I doubt that I am the first person in history to fail to love dinosaurs at the proper time and in the proper place (between 4 and 7 years of age, in pre- and elementary school). And even if the vast majority of children do the right thing and fall in love with dinosaurs on schedule, they have a tendency to fall out of love with them on schedule as well.
The Barney jingle, ”I love you, you love me..." sung by kindergartners all over America, is subjected to a hate-filled transformation within a year or two: “I hate you, you hate me, Barney gave me HIV."
Indeed, the smiling purple dinosaur is on the receiving end of more hostility than just about any other popular cultural icon I can think of. Parents admit to a cordial dislike of this saccharine idiocy, and no self-respecting second-grader will admit to liking Barney ("He’s too childish” was the response of first-graders I talked to at the University of Chicago’s Laboratory Schools).

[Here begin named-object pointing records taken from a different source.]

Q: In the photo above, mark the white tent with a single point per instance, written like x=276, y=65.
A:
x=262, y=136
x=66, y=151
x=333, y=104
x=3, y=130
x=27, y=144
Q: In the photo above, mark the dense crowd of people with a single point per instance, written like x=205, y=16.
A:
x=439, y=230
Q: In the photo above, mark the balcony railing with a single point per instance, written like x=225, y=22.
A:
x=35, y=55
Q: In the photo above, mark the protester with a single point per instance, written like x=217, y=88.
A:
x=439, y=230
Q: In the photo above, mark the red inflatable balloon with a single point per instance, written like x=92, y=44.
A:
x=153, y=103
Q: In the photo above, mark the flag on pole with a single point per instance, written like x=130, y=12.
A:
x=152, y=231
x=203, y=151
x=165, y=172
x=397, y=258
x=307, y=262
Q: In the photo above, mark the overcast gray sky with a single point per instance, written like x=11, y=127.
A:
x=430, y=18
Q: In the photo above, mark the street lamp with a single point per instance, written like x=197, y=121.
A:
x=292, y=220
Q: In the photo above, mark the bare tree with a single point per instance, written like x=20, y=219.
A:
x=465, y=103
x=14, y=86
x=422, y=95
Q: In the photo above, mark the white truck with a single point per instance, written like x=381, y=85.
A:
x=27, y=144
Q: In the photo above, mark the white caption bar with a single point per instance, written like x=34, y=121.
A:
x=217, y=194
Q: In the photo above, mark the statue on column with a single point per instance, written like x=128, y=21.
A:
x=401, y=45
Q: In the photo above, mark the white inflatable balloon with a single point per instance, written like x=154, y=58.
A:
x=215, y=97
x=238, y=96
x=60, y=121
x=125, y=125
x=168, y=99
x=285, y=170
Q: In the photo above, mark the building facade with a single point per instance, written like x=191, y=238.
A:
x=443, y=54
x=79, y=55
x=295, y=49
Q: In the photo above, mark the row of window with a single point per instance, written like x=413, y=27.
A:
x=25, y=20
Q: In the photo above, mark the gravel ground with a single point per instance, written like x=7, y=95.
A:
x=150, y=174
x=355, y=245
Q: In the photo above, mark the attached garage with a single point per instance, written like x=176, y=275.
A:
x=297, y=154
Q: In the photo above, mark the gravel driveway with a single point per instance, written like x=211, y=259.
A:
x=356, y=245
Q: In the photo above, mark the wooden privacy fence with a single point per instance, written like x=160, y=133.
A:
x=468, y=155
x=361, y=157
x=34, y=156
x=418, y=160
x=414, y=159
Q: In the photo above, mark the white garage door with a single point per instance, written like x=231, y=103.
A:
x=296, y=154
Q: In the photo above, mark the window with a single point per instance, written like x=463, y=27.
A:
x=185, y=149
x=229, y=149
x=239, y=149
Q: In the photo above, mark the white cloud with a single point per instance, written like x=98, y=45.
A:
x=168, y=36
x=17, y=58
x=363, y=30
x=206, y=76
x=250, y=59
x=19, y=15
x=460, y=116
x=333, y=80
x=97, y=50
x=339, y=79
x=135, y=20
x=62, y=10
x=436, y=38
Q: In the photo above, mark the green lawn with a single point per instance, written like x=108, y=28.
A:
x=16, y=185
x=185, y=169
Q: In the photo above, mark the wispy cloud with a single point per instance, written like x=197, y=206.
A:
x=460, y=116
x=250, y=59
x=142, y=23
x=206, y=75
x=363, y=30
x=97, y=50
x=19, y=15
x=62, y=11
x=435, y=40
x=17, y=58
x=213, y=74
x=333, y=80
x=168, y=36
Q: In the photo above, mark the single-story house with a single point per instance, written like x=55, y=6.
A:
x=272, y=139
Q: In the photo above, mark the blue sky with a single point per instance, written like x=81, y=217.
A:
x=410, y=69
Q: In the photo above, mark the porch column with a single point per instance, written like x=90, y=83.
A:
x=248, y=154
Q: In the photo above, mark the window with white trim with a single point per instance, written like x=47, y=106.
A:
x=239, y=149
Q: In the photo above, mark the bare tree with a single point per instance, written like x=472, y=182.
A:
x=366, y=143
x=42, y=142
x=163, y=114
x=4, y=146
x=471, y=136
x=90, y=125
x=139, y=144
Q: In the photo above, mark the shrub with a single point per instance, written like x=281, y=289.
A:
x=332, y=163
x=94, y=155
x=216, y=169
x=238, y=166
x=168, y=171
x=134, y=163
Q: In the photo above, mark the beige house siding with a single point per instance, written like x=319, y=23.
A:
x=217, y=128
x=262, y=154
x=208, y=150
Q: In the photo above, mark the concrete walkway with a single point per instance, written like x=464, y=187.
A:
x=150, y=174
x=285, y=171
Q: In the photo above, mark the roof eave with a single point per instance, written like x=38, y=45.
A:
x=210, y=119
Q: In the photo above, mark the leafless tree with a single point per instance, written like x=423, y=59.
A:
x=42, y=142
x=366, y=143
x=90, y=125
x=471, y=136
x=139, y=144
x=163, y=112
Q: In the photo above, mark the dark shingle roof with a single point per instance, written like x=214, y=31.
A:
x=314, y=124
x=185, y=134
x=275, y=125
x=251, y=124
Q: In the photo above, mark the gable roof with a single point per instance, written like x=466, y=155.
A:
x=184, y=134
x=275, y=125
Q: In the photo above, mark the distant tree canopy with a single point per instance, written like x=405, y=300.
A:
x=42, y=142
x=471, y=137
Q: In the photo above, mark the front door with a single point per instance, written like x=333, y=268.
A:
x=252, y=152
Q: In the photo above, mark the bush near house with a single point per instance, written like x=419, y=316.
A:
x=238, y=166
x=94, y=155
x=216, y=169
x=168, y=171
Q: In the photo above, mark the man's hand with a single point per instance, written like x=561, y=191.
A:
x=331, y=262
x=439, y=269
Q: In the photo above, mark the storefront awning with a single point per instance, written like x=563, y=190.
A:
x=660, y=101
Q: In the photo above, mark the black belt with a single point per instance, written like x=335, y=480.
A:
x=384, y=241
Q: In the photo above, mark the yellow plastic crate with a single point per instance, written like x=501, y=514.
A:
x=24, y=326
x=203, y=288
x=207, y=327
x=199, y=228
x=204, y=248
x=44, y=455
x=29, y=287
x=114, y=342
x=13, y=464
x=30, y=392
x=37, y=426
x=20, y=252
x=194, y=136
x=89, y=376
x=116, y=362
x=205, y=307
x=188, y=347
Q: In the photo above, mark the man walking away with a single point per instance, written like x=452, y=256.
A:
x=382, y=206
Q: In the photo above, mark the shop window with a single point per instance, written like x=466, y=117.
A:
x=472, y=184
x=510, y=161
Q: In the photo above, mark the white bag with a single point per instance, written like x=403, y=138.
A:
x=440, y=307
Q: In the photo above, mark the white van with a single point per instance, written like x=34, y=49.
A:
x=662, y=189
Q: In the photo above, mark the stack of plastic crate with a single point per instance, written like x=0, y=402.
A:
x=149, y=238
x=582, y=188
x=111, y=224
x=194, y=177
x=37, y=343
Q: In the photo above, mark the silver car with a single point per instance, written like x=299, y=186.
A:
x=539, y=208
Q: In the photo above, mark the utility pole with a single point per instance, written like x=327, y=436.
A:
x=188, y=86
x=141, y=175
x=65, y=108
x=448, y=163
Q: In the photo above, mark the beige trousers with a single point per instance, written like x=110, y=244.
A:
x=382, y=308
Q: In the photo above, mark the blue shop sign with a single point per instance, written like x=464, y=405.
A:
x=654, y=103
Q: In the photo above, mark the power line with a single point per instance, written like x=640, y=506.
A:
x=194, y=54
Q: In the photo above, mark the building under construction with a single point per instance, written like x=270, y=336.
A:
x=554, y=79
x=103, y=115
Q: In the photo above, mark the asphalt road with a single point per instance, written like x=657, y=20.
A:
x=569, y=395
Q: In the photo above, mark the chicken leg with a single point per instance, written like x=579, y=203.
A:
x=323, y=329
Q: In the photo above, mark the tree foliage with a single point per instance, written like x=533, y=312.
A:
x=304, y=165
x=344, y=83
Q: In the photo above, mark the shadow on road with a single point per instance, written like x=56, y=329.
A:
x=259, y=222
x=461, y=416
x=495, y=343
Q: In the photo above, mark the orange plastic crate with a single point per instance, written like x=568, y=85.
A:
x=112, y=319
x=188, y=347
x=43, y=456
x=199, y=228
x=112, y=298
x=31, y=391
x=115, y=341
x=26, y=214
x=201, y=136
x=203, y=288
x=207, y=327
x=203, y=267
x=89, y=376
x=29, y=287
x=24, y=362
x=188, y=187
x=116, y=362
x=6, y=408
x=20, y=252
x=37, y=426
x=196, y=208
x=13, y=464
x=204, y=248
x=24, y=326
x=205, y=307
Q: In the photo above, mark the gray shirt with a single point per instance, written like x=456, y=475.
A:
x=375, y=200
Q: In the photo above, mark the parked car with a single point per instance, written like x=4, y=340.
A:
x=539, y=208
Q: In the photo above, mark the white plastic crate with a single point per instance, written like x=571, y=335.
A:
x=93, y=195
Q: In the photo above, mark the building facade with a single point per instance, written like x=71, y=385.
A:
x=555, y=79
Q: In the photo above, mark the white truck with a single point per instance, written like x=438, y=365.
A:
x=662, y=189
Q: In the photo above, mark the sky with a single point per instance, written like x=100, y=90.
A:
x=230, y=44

When Barney made a personal appearance at a suburban shopping mall a couple of years ago, the news that he had been roughed up and harassed by a teenage gang was greeted with undisguised pleasure in the news media. The audience on Saturday Night Live cheered wildly when Barney (standing in for Godzilla) was knocked around by professional basketball muscle-man Charles Barkley. The Barney bulletin board on the Internet consists mainly of unprintable obscenities about the dopey dino.
I will admit that Barney evokes an extreme range of emotions, from the unqualified love of the 4-year-old to the (often ironic) expressions of dislike or indifference by older children. I think we should take Barney as a kind of weathervane of the ambivalence about dinosaurs that seems so deeply embedded in their reception throughout their 150 years of public life. It seems ”built in” to the culturally constructed “nature” of dinosaurs to be both monumental and trivial, awesome and contemptible, horrible and cute. In absorbing all the "cuteness" of dinosaurs, Barney seems to become a lightning rod for all the darker, more violent passions they evoke. It’s a little more difficult to feel superior to the T-rex or Velociraptor.

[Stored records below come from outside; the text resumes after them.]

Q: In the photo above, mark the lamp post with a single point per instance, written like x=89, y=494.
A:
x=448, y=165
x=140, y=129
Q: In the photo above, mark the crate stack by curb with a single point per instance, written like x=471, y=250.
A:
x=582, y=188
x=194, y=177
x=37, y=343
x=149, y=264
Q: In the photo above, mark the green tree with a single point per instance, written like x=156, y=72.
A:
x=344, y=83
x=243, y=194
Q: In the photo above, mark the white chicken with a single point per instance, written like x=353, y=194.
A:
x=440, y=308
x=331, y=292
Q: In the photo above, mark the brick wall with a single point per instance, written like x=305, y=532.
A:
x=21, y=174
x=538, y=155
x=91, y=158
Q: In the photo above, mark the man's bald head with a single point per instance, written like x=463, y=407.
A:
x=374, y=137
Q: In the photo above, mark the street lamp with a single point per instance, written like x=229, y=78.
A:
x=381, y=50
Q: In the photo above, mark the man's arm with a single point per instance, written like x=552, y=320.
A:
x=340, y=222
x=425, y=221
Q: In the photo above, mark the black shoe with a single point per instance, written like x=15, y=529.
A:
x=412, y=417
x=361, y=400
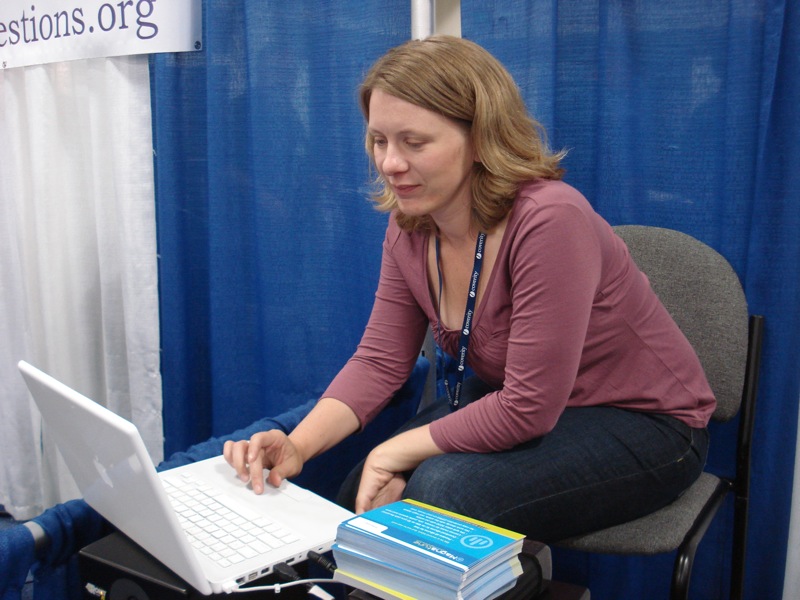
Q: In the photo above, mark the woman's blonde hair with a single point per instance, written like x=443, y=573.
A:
x=460, y=80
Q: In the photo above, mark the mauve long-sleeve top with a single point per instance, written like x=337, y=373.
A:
x=567, y=319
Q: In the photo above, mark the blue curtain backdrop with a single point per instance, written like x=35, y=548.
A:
x=680, y=114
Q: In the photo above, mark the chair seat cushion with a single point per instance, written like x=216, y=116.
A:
x=661, y=531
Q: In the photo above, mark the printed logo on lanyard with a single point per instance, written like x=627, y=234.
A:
x=454, y=399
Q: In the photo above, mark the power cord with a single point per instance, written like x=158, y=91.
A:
x=313, y=590
x=292, y=578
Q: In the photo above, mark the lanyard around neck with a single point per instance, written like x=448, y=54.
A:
x=466, y=327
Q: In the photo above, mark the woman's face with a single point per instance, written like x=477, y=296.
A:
x=424, y=157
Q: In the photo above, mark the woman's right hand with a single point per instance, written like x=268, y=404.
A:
x=271, y=450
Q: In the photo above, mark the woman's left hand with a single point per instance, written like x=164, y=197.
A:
x=382, y=480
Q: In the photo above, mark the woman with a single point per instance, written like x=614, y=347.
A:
x=588, y=406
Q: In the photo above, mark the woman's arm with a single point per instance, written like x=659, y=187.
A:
x=382, y=481
x=328, y=423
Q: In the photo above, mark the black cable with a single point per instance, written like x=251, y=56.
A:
x=326, y=564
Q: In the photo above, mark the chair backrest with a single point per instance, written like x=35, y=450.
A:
x=703, y=294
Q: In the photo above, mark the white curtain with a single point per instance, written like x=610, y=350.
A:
x=78, y=272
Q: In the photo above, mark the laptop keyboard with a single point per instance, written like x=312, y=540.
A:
x=227, y=536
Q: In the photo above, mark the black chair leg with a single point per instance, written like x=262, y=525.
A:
x=684, y=561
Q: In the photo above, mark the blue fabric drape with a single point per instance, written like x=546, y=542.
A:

Fixation on dinosaurs, whether it turns to an amateur form of dinomania or to a professional career in paleontology, is the rare exception. Most adults go to natural history museums with their kids, or maybe we should say that the adults are taken by the kids. How many times have you heard a first-grader lecturing a parent or grandparent on the latest dino-discovery? On rainy Saturdays in New Haven, the curators of Yale’s Peabody Museum of Natural History know the place will be packed with kids.
We should recognize this for what it is, a rite of passage that is specific to contemporary childhood in modern societies. It was not part of anyone’s childhood before 1854, it was not part of most American children’s experience before World War II, and it is still not part of many children’s experience in the so-called "underdeveloped" areas of the world. As an initiation ritual, it is a very special and recent invention, and we need to be asking what sort of initiation is taking place in the childish consumption of the dinosaur image. What cognitive skills and moral attitudes are being inculcated by the passage through dinomania? Any assumption that this process is simply "natural" or "universal" just leads us away from really understanding what is going on.-W. J. T. M.